Le président du Voyager, Matt Kuta, a déclaré : « Notre objectif est de promouvoir la révolution spatiale commerciale, et il est clair que nous ouvrons la voie en matière d'orbite terrestre basse commerciale (LEO). » En août de l'année dernière, la société a conclu un accord avec Airbus, chargé de fournir un support technique et une expertise en matière de conception à Starlab.
Avec la participation d'Airbus à Starlab, la position de l'Europe en orbite terrestre basse est assurée. Jean-Marc Nasr, responsable des systèmes de défense et spatiaux chez Airbus, a déclaré : « Cette coentreprise consolide notre engagement fort à réinventer l'avenir de l'espace commercial avec Voyager. »

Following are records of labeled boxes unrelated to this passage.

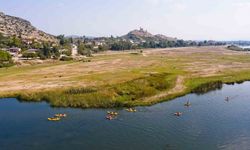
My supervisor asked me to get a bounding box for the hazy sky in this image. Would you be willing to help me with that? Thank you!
[0,0,250,40]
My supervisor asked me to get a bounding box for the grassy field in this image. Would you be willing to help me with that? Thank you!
[0,47,250,108]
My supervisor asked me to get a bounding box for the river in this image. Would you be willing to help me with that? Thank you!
[0,82,250,150]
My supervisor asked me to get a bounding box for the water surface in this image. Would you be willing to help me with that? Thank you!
[0,82,250,150]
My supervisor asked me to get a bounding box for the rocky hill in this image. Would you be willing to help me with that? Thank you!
[0,12,58,43]
[122,28,177,41]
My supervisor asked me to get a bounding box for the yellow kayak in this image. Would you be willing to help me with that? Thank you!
[48,117,60,121]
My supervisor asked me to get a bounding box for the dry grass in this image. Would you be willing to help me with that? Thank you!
[0,47,250,107]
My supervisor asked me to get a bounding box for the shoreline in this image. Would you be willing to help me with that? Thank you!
[0,72,250,109]
[0,47,250,108]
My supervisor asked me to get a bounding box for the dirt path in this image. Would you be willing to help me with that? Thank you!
[143,76,186,102]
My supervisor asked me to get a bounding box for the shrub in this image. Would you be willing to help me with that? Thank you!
[0,50,14,68]
[60,56,73,61]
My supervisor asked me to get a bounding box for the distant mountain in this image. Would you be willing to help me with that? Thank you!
[0,12,58,43]
[121,28,177,42]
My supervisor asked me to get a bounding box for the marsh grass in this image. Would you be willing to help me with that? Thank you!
[13,73,176,108]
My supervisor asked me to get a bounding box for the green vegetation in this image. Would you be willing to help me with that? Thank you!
[60,56,73,61]
[0,47,250,108]
[0,50,14,68]
[13,73,175,108]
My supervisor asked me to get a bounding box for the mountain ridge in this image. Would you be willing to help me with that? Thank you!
[0,12,58,43]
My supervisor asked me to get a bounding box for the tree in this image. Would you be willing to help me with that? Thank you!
[23,53,38,59]
[0,50,14,68]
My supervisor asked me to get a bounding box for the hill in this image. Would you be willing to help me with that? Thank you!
[0,12,57,43]
[121,28,177,42]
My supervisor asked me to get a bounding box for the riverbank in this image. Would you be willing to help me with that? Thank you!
[0,47,250,108]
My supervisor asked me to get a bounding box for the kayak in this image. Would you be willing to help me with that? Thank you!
[55,114,67,117]
[174,112,182,116]
[48,117,60,121]
[126,108,137,112]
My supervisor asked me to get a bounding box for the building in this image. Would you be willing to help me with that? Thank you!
[7,47,21,56]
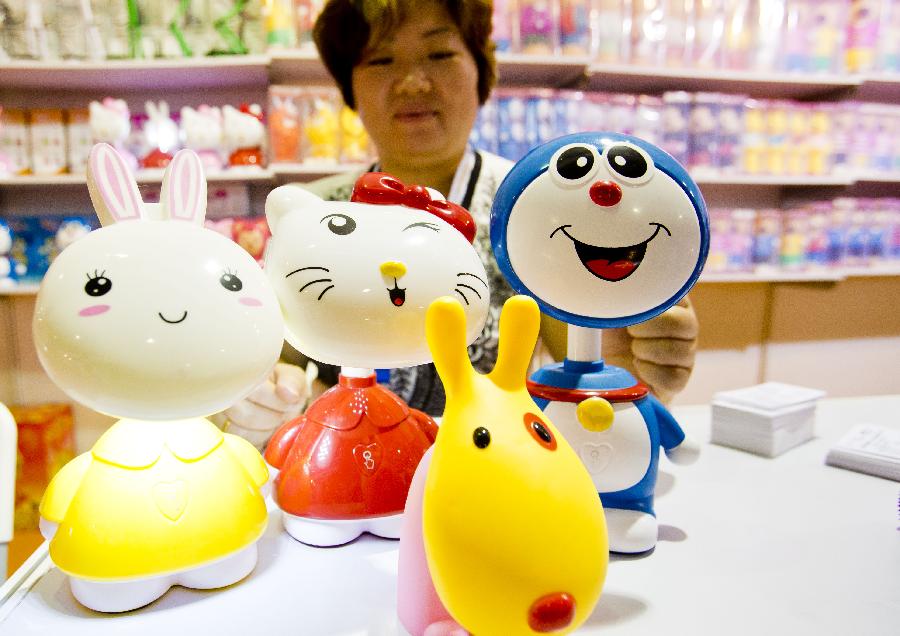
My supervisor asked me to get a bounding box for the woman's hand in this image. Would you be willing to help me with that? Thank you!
[603,296,699,403]
[210,362,317,450]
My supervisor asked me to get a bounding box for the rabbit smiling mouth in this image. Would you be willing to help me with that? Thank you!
[158,309,187,325]
[550,223,672,283]
[388,278,406,307]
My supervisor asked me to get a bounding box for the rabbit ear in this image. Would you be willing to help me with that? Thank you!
[266,185,322,234]
[159,149,206,225]
[87,144,143,225]
[425,296,475,402]
[488,295,541,391]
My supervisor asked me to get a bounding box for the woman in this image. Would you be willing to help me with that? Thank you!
[221,0,697,438]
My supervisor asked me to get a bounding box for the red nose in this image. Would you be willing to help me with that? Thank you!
[528,592,575,634]
[591,181,622,208]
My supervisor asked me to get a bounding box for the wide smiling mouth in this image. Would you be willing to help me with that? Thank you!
[550,223,672,283]
[158,309,187,325]
[388,278,406,307]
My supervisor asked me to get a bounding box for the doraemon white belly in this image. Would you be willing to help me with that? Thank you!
[544,402,651,493]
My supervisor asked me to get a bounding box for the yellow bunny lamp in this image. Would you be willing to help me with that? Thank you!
[398,296,609,636]
[34,144,284,612]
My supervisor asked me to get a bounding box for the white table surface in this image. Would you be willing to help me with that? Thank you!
[0,396,900,636]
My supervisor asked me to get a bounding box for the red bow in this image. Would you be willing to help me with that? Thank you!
[350,172,476,243]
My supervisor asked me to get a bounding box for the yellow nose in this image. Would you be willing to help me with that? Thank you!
[381,261,406,278]
[575,397,615,433]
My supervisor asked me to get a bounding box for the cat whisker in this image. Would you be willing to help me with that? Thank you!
[457,272,488,289]
[284,265,331,278]
[453,289,469,305]
[456,283,481,300]
[297,278,334,294]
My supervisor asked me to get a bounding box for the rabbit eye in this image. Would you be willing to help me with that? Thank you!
[472,426,491,448]
[84,270,112,296]
[523,413,556,450]
[219,272,244,291]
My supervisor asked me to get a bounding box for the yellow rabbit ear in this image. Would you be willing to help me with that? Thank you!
[425,296,475,400]
[488,296,541,391]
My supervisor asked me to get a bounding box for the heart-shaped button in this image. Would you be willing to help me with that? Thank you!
[579,442,613,474]
[153,479,188,521]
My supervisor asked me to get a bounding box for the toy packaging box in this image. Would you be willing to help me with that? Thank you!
[10,404,75,530]
[710,382,825,457]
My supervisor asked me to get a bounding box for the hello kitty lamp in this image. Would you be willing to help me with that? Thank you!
[491,132,709,553]
[265,173,490,546]
[33,144,283,612]
[397,296,609,636]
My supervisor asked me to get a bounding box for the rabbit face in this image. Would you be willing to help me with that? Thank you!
[422,296,608,634]
[491,133,709,327]
[34,146,283,420]
[266,181,490,368]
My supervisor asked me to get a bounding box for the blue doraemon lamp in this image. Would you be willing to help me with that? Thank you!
[491,132,709,553]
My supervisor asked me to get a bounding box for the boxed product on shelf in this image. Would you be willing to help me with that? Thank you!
[875,0,900,73]
[28,108,67,175]
[593,0,628,66]
[514,0,559,55]
[846,0,881,73]
[66,108,94,174]
[294,0,325,50]
[10,404,75,530]
[0,107,31,177]
[628,0,672,67]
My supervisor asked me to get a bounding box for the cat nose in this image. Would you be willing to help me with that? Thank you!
[589,181,622,208]
[380,261,406,278]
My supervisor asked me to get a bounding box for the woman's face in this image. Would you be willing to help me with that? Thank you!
[353,2,478,167]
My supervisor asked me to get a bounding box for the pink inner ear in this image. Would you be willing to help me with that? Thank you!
[169,154,200,221]
[93,148,140,221]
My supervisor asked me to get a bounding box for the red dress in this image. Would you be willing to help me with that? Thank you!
[265,375,437,519]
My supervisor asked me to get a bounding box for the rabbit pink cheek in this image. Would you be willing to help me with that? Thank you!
[78,305,109,317]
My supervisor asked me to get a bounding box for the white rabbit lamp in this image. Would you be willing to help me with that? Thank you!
[34,144,283,612]
[398,296,609,636]
[491,132,709,553]
[265,173,489,546]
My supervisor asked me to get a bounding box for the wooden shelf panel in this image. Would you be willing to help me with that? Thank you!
[0,53,900,103]
[587,64,862,99]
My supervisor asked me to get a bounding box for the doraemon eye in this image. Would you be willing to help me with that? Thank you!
[402,221,441,232]
[522,413,557,451]
[84,270,112,296]
[321,214,356,236]
[549,144,600,188]
[219,271,244,291]
[604,143,655,185]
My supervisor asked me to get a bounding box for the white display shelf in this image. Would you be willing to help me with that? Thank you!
[0,168,273,188]
[269,49,332,85]
[0,55,269,91]
[688,168,857,187]
[853,73,900,104]
[0,54,900,103]
[269,163,369,183]
[700,263,900,283]
[587,64,862,99]
[269,49,590,86]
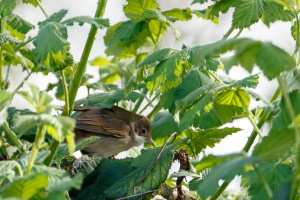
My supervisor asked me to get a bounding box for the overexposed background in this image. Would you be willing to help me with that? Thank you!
[9,0,294,194]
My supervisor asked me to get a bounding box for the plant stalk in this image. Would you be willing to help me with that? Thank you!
[26,125,46,175]
[0,16,6,90]
[60,70,70,116]
[2,122,25,153]
[210,88,280,200]
[68,0,107,115]
[277,76,300,200]
[44,0,107,166]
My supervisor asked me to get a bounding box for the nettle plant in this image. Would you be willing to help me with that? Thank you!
[0,0,300,199]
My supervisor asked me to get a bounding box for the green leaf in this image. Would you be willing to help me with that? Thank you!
[0,174,48,199]
[264,1,294,21]
[0,90,12,126]
[272,90,300,130]
[136,48,172,68]
[0,160,23,182]
[151,112,179,146]
[191,0,208,4]
[108,21,146,43]
[19,83,52,114]
[80,89,144,108]
[33,22,72,70]
[62,16,109,28]
[104,21,150,59]
[232,0,263,29]
[71,158,134,199]
[38,9,68,27]
[189,157,258,199]
[223,40,261,73]
[14,114,74,142]
[256,42,295,80]
[32,165,83,192]
[143,8,181,39]
[105,144,180,199]
[214,88,250,123]
[123,0,159,21]
[242,163,293,200]
[6,14,34,39]
[17,150,50,171]
[206,0,239,19]
[0,0,17,16]
[252,129,296,161]
[75,136,100,151]
[193,153,244,173]
[0,33,19,46]
[169,170,200,178]
[177,83,222,130]
[146,51,190,92]
[184,127,241,155]
[162,8,193,21]
[23,0,40,7]
[159,70,207,114]
[229,74,259,88]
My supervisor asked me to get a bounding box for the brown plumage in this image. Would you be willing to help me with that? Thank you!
[74,106,155,157]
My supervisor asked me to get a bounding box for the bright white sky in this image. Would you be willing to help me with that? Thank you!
[11,0,294,194]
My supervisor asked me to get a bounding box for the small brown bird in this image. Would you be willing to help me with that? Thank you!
[74,106,155,157]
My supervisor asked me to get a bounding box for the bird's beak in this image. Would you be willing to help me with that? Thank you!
[147,137,156,147]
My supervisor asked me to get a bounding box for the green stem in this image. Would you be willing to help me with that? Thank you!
[26,125,46,175]
[139,93,160,114]
[242,88,280,152]
[277,76,300,199]
[294,10,300,54]
[60,70,70,116]
[2,122,25,153]
[12,70,33,95]
[222,27,234,40]
[44,140,60,166]
[44,0,107,166]
[210,88,280,200]
[14,37,36,52]
[233,29,244,38]
[0,17,6,90]
[39,4,49,18]
[246,109,262,138]
[68,0,107,114]
[209,181,230,200]
[132,89,147,113]
[253,165,273,199]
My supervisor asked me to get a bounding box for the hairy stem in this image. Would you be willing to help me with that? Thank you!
[222,27,234,40]
[13,70,33,95]
[60,70,70,116]
[26,125,46,175]
[44,0,107,166]
[277,76,300,199]
[2,122,25,153]
[253,165,273,199]
[0,17,6,90]
[68,0,107,114]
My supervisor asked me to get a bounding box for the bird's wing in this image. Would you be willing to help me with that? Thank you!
[75,115,130,137]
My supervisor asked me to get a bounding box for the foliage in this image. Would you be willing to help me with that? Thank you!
[0,0,300,199]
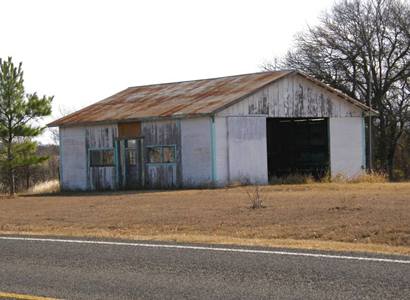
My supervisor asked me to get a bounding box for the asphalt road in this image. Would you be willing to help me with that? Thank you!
[0,237,410,299]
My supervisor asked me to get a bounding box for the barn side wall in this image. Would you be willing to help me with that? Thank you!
[141,120,182,188]
[329,117,366,177]
[60,127,87,190]
[226,117,268,184]
[85,125,118,190]
[181,118,211,187]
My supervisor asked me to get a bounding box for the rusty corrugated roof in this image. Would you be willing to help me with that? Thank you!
[48,71,369,127]
[48,71,292,127]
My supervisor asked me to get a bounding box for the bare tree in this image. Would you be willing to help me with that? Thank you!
[268,0,410,177]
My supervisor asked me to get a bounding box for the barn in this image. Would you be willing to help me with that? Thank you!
[48,70,374,190]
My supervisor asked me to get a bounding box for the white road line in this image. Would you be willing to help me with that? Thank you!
[0,236,410,264]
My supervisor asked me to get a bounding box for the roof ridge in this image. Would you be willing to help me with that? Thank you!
[126,69,295,89]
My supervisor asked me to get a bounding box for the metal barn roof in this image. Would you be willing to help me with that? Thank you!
[48,71,374,127]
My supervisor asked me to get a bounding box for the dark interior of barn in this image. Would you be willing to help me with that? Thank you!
[266,118,330,180]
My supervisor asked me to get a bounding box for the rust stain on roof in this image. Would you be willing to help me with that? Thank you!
[48,71,292,127]
[48,71,377,127]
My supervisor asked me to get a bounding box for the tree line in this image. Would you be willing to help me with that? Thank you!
[264,0,410,179]
[0,57,54,195]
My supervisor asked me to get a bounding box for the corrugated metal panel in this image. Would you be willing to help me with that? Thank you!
[48,71,292,126]
[48,71,375,127]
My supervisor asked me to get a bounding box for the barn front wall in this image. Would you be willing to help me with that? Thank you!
[217,74,365,182]
[60,75,365,190]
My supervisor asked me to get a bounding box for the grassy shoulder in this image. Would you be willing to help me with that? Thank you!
[0,183,410,255]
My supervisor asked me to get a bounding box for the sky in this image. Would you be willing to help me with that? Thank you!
[0,0,334,143]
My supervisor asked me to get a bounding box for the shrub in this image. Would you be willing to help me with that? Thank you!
[29,180,60,194]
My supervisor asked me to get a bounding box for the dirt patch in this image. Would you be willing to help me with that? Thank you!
[0,183,410,254]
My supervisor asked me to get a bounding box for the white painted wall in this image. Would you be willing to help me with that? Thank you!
[329,117,365,177]
[226,117,268,184]
[181,118,212,187]
[215,117,230,186]
[217,75,362,118]
[60,127,87,190]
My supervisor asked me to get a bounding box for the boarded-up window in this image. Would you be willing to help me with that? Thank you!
[127,149,137,166]
[90,149,114,167]
[162,146,175,163]
[147,145,175,163]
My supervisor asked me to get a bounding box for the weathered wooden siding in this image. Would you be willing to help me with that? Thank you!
[218,75,362,118]
[141,120,182,188]
[60,127,88,190]
[85,125,117,190]
[181,118,212,187]
[329,117,366,177]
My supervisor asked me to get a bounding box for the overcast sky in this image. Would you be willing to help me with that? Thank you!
[0,0,334,142]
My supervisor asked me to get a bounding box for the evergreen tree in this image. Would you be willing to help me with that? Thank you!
[0,57,53,195]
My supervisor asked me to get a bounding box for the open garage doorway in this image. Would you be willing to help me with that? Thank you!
[266,118,330,180]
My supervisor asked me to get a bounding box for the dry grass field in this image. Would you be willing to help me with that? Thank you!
[0,183,410,254]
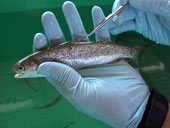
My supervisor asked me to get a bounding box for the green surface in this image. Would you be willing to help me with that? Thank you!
[0,0,170,128]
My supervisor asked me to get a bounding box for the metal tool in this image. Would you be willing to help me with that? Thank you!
[83,3,128,37]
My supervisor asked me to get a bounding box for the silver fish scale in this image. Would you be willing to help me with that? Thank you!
[17,42,136,68]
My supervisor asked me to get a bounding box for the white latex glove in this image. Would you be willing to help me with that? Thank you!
[110,0,170,45]
[33,2,149,128]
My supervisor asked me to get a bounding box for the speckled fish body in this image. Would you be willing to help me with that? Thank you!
[13,42,137,78]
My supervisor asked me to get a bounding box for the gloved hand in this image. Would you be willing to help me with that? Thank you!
[33,2,150,128]
[110,0,170,45]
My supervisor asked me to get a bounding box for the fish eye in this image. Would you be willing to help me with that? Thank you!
[17,65,25,71]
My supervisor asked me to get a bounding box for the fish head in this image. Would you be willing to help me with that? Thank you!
[12,59,44,78]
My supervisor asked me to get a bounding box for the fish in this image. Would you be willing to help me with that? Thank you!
[34,96,61,109]
[12,41,139,78]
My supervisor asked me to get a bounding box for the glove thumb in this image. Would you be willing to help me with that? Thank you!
[38,62,84,98]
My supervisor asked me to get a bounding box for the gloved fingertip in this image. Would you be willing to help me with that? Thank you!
[41,11,54,22]
[62,1,75,10]
[38,62,51,76]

Il est entendu que Starlab est une station spatiale habitée en permanence et en vol libre qui vise à devenir le successeur commercial de la Station spatiale internationale, qui prend sa retraite. Il fournira non seulement des services à la National Aeronautics and Space Administration (NASA) et à l'Agence spatiale européenne (ESA), mais offrira également de nouvelles opportunités aux utilisateurs commerciaux.
La NASA prévoit que la Station spatiale internationale devrait cesser ses opérations avant 2030. La station spatiale commerciale de Starlab devrait être lancée en 2028 pour assurer la présence continue des astronautes en orbite terrestre basse.
Il convient de noter que Starlab n’est pas la seule option proposée par la NASA. En 2021, la NASA a signé des accords avec trois sociétés spatiales commerciales aux États-Unis, dont Nanoracks, une filiale de Voyager, et les deux autres projets ont été attribués respectivement à Blue Origin et Northrop Grumman de Jeff Bezos.